There are other brushes for other types of painting. For example there are Sumi brushes, decorative painting brushes, stencil brushes, lettering brushes, water brushes…pretty much every type of art has it’s own type of brushes.
If you paint with more than one medium, keep your brushes separate. My watercolor brushes are kept apart from my acrylic brushes. Acrylic paints are going to destroy your brushes, no matter what, so don’t use your watercolor brushes with them. If you do, that brush has become an acrylic paint brush from that point onward. You can use your acrylic paintbrushes with your watercolors, but not the other way around. Watercolor will not damage an acrylic paint brush.
I am willing to spend some money on watercolor brushes-because they will last a lifetime- I am careful to take care of them. They have their own storage container, and the expensive ones have their own, more protected, storage. My best watercolor brushes are Mimik Kolinsky and Silver Black Velvet brushes. But there are others I like as well, which are not nearly as expensive. I really like the Master’s Touch from Hobby Lobby, the Zen brushes from Royal and Langnickle, and the Princeton Neptune brushes.

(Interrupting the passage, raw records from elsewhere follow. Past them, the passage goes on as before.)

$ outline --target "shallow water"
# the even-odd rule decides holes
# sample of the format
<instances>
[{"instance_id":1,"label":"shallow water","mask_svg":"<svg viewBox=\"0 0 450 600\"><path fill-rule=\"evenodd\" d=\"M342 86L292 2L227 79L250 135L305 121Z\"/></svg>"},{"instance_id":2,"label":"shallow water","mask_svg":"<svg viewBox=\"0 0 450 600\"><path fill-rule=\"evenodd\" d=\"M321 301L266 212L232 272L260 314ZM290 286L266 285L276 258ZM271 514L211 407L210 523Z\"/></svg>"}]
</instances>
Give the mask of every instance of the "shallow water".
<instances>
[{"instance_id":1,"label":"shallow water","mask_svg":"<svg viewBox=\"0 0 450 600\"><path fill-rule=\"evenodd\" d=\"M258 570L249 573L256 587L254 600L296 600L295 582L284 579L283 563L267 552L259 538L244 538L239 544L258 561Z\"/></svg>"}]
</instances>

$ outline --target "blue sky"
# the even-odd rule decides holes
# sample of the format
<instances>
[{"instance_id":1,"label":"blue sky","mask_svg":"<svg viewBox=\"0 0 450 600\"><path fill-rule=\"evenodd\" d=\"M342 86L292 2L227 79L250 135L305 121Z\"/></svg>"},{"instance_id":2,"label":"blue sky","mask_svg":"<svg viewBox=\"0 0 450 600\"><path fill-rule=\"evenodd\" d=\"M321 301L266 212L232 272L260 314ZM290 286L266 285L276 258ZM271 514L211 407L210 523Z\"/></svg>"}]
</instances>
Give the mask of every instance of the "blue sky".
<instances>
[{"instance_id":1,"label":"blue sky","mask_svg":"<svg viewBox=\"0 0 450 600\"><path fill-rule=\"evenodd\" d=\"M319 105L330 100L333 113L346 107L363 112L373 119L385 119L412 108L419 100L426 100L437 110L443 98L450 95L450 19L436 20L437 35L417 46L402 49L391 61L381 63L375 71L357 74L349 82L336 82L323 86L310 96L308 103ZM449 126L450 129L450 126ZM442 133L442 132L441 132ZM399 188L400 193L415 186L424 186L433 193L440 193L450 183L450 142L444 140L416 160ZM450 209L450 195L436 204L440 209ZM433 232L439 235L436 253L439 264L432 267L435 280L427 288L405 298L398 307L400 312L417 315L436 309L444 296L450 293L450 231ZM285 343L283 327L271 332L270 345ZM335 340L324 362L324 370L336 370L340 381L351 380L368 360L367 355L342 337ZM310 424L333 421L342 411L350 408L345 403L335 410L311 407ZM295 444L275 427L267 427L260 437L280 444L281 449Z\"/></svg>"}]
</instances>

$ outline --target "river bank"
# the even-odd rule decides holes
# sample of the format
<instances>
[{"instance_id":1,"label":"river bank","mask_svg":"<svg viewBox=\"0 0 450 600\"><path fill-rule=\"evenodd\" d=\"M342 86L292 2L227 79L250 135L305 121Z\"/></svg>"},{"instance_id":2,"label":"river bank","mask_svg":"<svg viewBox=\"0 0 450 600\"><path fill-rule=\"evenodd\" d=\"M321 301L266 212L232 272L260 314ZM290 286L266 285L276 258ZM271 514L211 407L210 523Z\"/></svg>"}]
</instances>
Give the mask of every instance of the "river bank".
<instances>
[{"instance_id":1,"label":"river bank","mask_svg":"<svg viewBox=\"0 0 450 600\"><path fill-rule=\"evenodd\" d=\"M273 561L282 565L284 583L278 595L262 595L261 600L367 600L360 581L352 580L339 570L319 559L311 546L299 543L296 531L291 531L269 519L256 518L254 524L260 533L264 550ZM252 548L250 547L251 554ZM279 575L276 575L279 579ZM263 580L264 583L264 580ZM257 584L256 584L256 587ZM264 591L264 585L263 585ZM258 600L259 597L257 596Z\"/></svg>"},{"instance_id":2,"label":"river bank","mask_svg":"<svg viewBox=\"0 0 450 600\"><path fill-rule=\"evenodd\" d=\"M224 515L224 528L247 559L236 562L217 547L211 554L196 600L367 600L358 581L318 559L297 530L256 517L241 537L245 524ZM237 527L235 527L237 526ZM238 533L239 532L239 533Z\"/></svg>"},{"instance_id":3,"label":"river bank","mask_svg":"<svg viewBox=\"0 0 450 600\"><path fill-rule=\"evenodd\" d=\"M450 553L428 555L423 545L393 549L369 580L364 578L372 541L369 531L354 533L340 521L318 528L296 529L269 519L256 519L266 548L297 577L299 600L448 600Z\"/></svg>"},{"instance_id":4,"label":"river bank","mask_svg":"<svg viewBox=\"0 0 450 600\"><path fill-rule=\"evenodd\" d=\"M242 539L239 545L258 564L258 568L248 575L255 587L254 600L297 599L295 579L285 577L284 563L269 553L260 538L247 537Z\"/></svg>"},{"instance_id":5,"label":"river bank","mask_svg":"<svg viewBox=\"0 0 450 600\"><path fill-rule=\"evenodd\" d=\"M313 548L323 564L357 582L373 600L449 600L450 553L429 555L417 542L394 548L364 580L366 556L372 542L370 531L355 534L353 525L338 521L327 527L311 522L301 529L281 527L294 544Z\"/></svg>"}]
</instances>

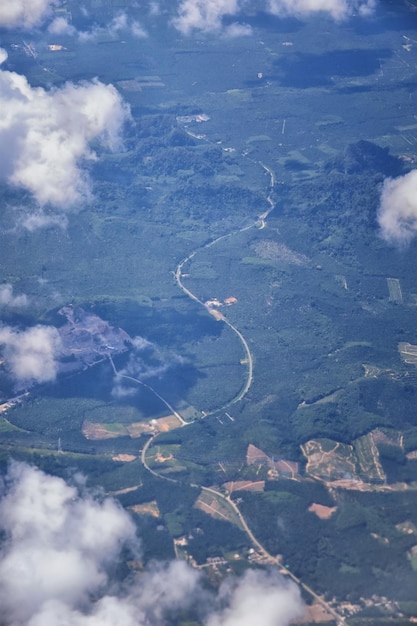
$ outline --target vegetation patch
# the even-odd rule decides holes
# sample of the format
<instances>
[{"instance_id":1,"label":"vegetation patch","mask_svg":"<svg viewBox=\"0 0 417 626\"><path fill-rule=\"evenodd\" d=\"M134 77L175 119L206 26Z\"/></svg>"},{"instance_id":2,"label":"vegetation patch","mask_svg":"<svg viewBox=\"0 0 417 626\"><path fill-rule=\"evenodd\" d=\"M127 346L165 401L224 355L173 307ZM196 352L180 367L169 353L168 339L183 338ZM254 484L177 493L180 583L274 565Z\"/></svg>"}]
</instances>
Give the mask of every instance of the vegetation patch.
<instances>
[{"instance_id":1,"label":"vegetation patch","mask_svg":"<svg viewBox=\"0 0 417 626\"><path fill-rule=\"evenodd\" d=\"M309 259L305 254L294 252L294 250L291 250L285 243L275 241L274 239L256 241L251 245L251 248L261 259L269 259L301 266L309 263Z\"/></svg>"}]
</instances>

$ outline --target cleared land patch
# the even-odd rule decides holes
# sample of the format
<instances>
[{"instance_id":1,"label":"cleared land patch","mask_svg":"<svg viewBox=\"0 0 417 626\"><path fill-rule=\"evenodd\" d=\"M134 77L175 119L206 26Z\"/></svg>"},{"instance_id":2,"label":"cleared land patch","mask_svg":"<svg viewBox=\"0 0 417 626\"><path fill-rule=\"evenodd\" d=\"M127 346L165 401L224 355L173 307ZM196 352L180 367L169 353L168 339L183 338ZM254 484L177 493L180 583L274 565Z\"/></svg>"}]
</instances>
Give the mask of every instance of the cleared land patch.
<instances>
[{"instance_id":1,"label":"cleared land patch","mask_svg":"<svg viewBox=\"0 0 417 626\"><path fill-rule=\"evenodd\" d=\"M375 444L373 433L368 433L364 437L356 439L353 447L359 462L361 474L371 482L384 481L385 474L379 461L379 452Z\"/></svg>"},{"instance_id":2,"label":"cleared land patch","mask_svg":"<svg viewBox=\"0 0 417 626\"><path fill-rule=\"evenodd\" d=\"M324 481L357 476L353 446L331 439L311 439L301 446L307 459L306 472Z\"/></svg>"},{"instance_id":3,"label":"cleared land patch","mask_svg":"<svg viewBox=\"0 0 417 626\"><path fill-rule=\"evenodd\" d=\"M269 457L263 450L253 444L249 444L246 451L246 464L267 467L271 478L283 476L295 479L299 475L299 464L297 461L287 461L286 459L275 460Z\"/></svg>"},{"instance_id":4,"label":"cleared land patch","mask_svg":"<svg viewBox=\"0 0 417 626\"><path fill-rule=\"evenodd\" d=\"M154 446L150 448L147 460L152 463L167 463L175 460L175 454L180 449L178 444Z\"/></svg>"},{"instance_id":5,"label":"cleared land patch","mask_svg":"<svg viewBox=\"0 0 417 626\"><path fill-rule=\"evenodd\" d=\"M234 491L263 491L265 489L265 481L235 480L224 483L223 487L229 494L232 494Z\"/></svg>"},{"instance_id":6,"label":"cleared land patch","mask_svg":"<svg viewBox=\"0 0 417 626\"><path fill-rule=\"evenodd\" d=\"M123 424L99 424L85 420L81 429L86 439L115 439L116 437L126 437L129 433Z\"/></svg>"},{"instance_id":7,"label":"cleared land patch","mask_svg":"<svg viewBox=\"0 0 417 626\"><path fill-rule=\"evenodd\" d=\"M244 530L232 505L221 495L216 495L213 491L203 489L195 501L194 506L196 509L200 509L200 511L214 517L214 519L230 522Z\"/></svg>"},{"instance_id":8,"label":"cleared land patch","mask_svg":"<svg viewBox=\"0 0 417 626\"><path fill-rule=\"evenodd\" d=\"M115 439L116 437L131 437L137 439L144 434L153 434L155 430L168 432L182 426L175 415L167 415L150 421L132 422L122 424L120 422L93 422L85 420L82 425L82 433L86 439Z\"/></svg>"},{"instance_id":9,"label":"cleared land patch","mask_svg":"<svg viewBox=\"0 0 417 626\"><path fill-rule=\"evenodd\" d=\"M398 280L398 278L387 278L387 285L388 285L390 302L397 302L398 304L402 304L403 294L401 291L401 285L400 285L400 281Z\"/></svg>"},{"instance_id":10,"label":"cleared land patch","mask_svg":"<svg viewBox=\"0 0 417 626\"><path fill-rule=\"evenodd\" d=\"M136 515L151 515L152 517L161 517L161 513L158 508L158 503L156 500L152 500L151 502L144 502L143 504L134 504L129 507L133 513Z\"/></svg>"},{"instance_id":11,"label":"cleared land patch","mask_svg":"<svg viewBox=\"0 0 417 626\"><path fill-rule=\"evenodd\" d=\"M327 396L323 396L322 398L315 400L315 402L306 402L305 400L303 400L303 402L300 402L300 404L297 406L297 409L302 409L306 406L313 406L315 404L328 404L329 402L336 402L342 395L342 393L343 389L336 389L335 391L329 393Z\"/></svg>"},{"instance_id":12,"label":"cleared land patch","mask_svg":"<svg viewBox=\"0 0 417 626\"><path fill-rule=\"evenodd\" d=\"M410 520L396 524L395 528L406 535L417 535L417 526Z\"/></svg>"},{"instance_id":13,"label":"cleared land patch","mask_svg":"<svg viewBox=\"0 0 417 626\"><path fill-rule=\"evenodd\" d=\"M166 433L170 430L174 430L175 428L180 428L180 426L182 426L181 422L178 420L178 417L176 417L176 415L174 414L152 420L151 425L155 426L160 433Z\"/></svg>"},{"instance_id":14,"label":"cleared land patch","mask_svg":"<svg viewBox=\"0 0 417 626\"><path fill-rule=\"evenodd\" d=\"M137 491L137 489L139 489L138 485L135 485L134 487L124 487L123 489L117 489L116 491L109 491L109 496L120 496L124 493L132 493L133 491Z\"/></svg>"},{"instance_id":15,"label":"cleared land patch","mask_svg":"<svg viewBox=\"0 0 417 626\"><path fill-rule=\"evenodd\" d=\"M408 343L408 341L400 341L398 344L398 352L405 363L417 365L417 346Z\"/></svg>"},{"instance_id":16,"label":"cleared land patch","mask_svg":"<svg viewBox=\"0 0 417 626\"><path fill-rule=\"evenodd\" d=\"M323 622L333 622L334 615L326 611L320 602L314 602L306 608L305 623L321 624Z\"/></svg>"},{"instance_id":17,"label":"cleared land patch","mask_svg":"<svg viewBox=\"0 0 417 626\"><path fill-rule=\"evenodd\" d=\"M116 456L112 456L112 461L121 461L122 463L130 463L136 459L137 457L134 454L116 454Z\"/></svg>"},{"instance_id":18,"label":"cleared land patch","mask_svg":"<svg viewBox=\"0 0 417 626\"><path fill-rule=\"evenodd\" d=\"M165 446L153 446L149 449L149 453L146 457L149 467L154 469L160 475L173 474L176 472L183 472L189 467L193 466L193 463L180 461L176 458L176 454L179 451L180 446L178 444L170 444Z\"/></svg>"},{"instance_id":19,"label":"cleared land patch","mask_svg":"<svg viewBox=\"0 0 417 626\"><path fill-rule=\"evenodd\" d=\"M400 445L399 433L379 429L359 437L353 445L331 439L311 439L301 446L307 459L306 473L325 482L356 481L381 483L386 479L378 443Z\"/></svg>"},{"instance_id":20,"label":"cleared land patch","mask_svg":"<svg viewBox=\"0 0 417 626\"><path fill-rule=\"evenodd\" d=\"M86 439L115 439L116 437L131 437L135 439L144 433L152 433L153 429L147 422L134 422L133 424L120 424L113 422L103 424L85 420L81 432Z\"/></svg>"},{"instance_id":21,"label":"cleared land patch","mask_svg":"<svg viewBox=\"0 0 417 626\"><path fill-rule=\"evenodd\" d=\"M308 507L308 510L310 513L315 513L320 519L329 519L333 513L336 513L337 506L325 506L324 504L313 502L313 504Z\"/></svg>"},{"instance_id":22,"label":"cleared land patch","mask_svg":"<svg viewBox=\"0 0 417 626\"><path fill-rule=\"evenodd\" d=\"M348 284L347 284L347 280L346 280L346 276L343 276L343 274L335 274L335 280L336 282L338 282L340 285L342 285L343 289L349 289Z\"/></svg>"},{"instance_id":23,"label":"cleared land patch","mask_svg":"<svg viewBox=\"0 0 417 626\"><path fill-rule=\"evenodd\" d=\"M291 250L285 243L279 243L273 239L263 239L251 245L252 250L261 259L281 261L293 265L307 265L309 258L304 254Z\"/></svg>"}]
</instances>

Think about the type of handle your brush has. I find resin handles don’t wear but wood handles can. And if you tend to leave your brushes in water for any length of time (a no-no!) you need the resin handles. Wood handled brushes will be shot very quickly if left in water.
To clean your brushes, use a good quality brush cleaner. I use The Masters brush cleaner and preserver. I have had this tub of cleaner for a couple of years. I wet the acrylic brush ( after rinsing it as clean as possible) and swirl it in the cleaner-which is a hard cake. Then I work the soap carefully into the bristles, lathering them up well. I rinse the brush in clean water and reshape the bristles to their original shape. I let my brushes dry flat on a fake chamois cloth from Dollar Tree. (Later I will explain how to repair a “popped” brush.) You can use brush cleaner on your watercolor brushes if you choose, but I don’t. It’s watercolor and I rinse them out very well after each use.